Editor’s Pick
“Constellations imagine such wondrously simple lines across the vastness of space. And though geometry and angled abstractions can help us decipher the universe, the messy, often irregular rhythms of life draw their own cosmologies. The tambour of a heart, the tidal fluidity of bodies over time and through generations, and the plump potential of seed pods ready to burst also hold this rogue universe together. Claire Nereim's ‘Dust in the Door’ at SAFEMART is as much meditative essay (threading together Chicago architect Louis Sullivan and French physicist Jean Perrin) as it is elegant abstractions. The exhibition is appointment-only at a secretish location (a minor hassle), but trust us, it’s worth the simple line you draw to see it.”
-Andrew Berardini
About the Exhibition
“Sometimes, especially when I’m tired, looking into my newborn’s eyes feels like interspecies communication, underwater even. I often think about Z as a liquid creature. Recently, I suppose, she was.

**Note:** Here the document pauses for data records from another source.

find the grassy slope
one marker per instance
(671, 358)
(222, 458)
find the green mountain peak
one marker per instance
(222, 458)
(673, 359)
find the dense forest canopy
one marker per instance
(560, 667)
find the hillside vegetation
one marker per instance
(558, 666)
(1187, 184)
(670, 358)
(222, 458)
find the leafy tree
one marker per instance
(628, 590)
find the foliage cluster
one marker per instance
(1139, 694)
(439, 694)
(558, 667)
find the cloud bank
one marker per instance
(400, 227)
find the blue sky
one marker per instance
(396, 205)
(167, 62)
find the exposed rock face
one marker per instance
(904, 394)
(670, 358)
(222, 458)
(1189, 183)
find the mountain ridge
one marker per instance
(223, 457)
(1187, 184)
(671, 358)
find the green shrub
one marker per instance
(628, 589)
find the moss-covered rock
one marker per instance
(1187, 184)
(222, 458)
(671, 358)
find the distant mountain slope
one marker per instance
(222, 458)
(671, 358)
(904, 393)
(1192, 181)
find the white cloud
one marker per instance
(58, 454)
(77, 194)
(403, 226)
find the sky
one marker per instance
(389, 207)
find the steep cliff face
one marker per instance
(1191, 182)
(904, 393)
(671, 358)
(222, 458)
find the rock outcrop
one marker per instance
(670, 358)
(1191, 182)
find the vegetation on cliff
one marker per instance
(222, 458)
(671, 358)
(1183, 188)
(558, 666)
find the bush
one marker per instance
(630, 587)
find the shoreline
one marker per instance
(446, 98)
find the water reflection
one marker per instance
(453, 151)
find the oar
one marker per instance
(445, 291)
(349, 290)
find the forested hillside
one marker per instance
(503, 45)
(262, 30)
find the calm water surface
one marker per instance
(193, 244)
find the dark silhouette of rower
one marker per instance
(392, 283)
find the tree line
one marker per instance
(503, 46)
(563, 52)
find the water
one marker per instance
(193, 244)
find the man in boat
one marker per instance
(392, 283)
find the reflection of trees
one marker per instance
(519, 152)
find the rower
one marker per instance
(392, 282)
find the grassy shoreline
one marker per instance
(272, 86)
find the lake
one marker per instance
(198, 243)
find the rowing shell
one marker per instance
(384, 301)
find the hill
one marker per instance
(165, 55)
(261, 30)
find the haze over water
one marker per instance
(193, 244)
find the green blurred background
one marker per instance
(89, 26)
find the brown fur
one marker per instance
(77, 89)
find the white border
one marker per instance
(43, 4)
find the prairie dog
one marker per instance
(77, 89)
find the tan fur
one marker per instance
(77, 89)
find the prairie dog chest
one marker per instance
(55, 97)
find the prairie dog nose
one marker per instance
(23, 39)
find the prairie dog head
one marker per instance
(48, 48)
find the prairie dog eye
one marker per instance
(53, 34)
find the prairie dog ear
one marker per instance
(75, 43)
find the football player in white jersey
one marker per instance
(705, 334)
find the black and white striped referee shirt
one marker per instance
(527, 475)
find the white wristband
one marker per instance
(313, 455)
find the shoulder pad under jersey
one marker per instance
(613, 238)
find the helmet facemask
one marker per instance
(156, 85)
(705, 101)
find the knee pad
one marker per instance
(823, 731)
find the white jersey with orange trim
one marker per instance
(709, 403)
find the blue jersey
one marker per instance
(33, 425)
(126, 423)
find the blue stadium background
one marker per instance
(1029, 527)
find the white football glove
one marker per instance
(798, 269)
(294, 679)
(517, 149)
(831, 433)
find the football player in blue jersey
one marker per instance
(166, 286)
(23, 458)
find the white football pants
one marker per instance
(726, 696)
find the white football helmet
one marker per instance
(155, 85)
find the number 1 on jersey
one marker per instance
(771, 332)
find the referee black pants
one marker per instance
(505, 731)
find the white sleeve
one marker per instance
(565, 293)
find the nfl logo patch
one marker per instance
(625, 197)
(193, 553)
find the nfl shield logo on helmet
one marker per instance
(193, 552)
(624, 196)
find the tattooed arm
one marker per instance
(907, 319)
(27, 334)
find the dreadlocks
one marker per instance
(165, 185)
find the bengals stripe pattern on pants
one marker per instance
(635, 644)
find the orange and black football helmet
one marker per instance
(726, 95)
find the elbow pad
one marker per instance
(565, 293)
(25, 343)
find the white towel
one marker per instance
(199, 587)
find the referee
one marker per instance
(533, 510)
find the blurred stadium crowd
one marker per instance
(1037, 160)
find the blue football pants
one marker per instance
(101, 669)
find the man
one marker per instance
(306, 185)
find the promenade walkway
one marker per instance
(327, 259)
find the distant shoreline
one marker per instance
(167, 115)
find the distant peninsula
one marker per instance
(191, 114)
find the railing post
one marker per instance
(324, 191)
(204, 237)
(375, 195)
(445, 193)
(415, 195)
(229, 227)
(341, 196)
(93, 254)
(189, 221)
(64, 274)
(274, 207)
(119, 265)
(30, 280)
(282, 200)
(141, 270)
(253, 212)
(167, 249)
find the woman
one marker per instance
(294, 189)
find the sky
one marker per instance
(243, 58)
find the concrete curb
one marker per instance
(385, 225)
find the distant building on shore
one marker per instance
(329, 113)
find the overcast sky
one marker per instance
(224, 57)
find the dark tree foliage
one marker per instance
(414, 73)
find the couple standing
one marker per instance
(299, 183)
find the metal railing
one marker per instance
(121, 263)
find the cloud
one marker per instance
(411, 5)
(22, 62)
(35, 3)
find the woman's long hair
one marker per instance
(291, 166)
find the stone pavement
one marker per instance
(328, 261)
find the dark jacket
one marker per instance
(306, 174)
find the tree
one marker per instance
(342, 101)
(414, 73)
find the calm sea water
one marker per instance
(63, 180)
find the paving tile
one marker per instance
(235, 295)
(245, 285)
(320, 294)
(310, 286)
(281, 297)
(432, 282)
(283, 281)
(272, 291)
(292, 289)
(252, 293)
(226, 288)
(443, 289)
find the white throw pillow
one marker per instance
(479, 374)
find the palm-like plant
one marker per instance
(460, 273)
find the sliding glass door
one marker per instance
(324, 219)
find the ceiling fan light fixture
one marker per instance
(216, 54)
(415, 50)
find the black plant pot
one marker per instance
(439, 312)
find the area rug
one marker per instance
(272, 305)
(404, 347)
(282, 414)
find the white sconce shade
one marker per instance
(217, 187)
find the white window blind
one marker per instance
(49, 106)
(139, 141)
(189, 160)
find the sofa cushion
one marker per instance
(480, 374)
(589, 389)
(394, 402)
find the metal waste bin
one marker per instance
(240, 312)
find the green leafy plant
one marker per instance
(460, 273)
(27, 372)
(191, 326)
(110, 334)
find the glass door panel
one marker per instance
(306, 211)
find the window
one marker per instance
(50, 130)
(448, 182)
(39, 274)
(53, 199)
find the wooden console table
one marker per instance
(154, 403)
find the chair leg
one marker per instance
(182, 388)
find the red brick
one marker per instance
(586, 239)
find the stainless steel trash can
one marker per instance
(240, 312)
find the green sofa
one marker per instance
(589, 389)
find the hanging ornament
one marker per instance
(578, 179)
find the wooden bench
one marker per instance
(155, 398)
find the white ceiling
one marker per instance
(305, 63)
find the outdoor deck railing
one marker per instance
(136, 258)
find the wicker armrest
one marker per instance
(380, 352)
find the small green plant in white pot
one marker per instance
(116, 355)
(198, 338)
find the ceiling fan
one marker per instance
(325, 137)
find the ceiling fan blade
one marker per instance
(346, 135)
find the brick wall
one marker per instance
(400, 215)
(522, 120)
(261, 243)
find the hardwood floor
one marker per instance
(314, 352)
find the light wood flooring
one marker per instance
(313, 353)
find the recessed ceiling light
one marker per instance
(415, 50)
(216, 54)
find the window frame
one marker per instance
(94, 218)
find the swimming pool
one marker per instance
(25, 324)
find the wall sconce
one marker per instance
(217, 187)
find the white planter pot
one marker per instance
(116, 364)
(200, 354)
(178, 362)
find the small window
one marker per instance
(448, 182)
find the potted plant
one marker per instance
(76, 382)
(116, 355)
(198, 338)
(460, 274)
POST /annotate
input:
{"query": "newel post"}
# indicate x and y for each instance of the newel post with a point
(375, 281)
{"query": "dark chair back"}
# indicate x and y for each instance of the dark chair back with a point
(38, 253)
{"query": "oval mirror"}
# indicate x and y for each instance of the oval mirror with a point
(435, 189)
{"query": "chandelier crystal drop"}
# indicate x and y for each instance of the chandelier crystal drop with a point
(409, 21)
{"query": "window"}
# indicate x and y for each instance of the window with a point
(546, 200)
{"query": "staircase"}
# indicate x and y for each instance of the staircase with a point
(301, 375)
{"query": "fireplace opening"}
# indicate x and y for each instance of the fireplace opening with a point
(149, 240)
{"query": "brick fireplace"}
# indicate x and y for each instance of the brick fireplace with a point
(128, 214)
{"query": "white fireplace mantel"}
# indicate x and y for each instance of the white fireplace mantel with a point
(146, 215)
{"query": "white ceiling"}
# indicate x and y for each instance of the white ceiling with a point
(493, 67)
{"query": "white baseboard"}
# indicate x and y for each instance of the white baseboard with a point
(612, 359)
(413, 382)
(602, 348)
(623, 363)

The ocean is full of cetacean vocalization and clicking. Z will have no words for almost a year to come.
While I’m nursing around the clock and recovering from surgery in the summer heat I’ve been reading a lot to M (4) who has to sit next to me instead of on my sutured lap. We learn about the waggle dance bees use to communicate with the hive about the direction and distance of a rich flower feast.
“Remember the seed-germ,” Louis Sullivan wrote in A System of Architectural Ornament. This reminder is centered under a diagram on Plate 2, and appears again on Plate 5. “Remember the seed-germ.”
In Kindergarten Chats, when Sullivan wrote about his wish to harness the creative potential of nature, or “man’s instinct for reproduction,” meaning art-making, he did, specifically, mean men. In his writing, “nature” is coded as femme. The seed pod is kind of like a house full of energy, or maybe it’s more like a reproductive organ. It’s an object of desire. Spit out the pit. It’s compost.
This autumn the transitional kindergarten class talked about litter and Z (now 4) knows that everything ends up in the ocean. In the footnotes of a children’s book about the Atlantic, M (8) read about Panthalassa, the great global ocean before Pangaea split apart. When peaches are the school fruit snack my children save the pits and bring them home. Do the teachers think we are planting an orchard?
Behind my childhood home in Chicago lived two peach trees planted as grafted seedlings by the previous occupants. Nearby stands a small storefront with a terracotta façade designed by Louis Sullivan. A pale green jewel box, it is covered with sinuous lines, psychedelic seed pods and radiating near-fractal floral motifs.
Fractals are self-similar and incorporate chance. They can be curves, areas, surfaces, curdles. Some are better described as dusts. Sweep after breakfast, sweep after lunch, sweep after snack, sweep after dinner. Keep the rhythm going and it’s like a heartbeat.”